Q: In the 11 years you’ve been in stand-up, how has the comedy scene in the Capital Region evolved?

A: The comedy scene in general — remove Capital Region from that question for a moment. First of all, it’s harder than ever to get bookings in comedy clubs without having TV or movie credits. There’s really no middle class in comedy; you’re either working the corporate, A-comedy club rooms, or you’re working a lot of one-nighters, maybe some clubs with maybe lower budgets for acts and things like that. . . .

What has happened to the comedy scene in general is that more and more comedians, including me, are producing shows more than ever in order to keep steadily working — you really have to adopt that punk rock attitude, that do-it-yourself attitude. And we now have a set of tools where show productions are easier. The Internet has been around since, what, ’95 or ’96, so it’s easier now to produce shows as comics, find venues, sell tickets online, promote online, generate a fan base online.

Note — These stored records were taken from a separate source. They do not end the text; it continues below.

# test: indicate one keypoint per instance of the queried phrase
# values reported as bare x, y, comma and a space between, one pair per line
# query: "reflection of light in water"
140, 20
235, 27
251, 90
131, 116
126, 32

In the Capital Region, when I started in 2002 — geez, I don’t remember really more than a dozen or so, a dozen to maybe 15 people that I know that had started around the time I started, going to open mics and steadily working at the craft. There seems to be a greater number of comics in the region now, come about the last five years or so, and I’m not sure why that is — whether more people are just pursuing it, or it’s just the normal cycle of a performing art.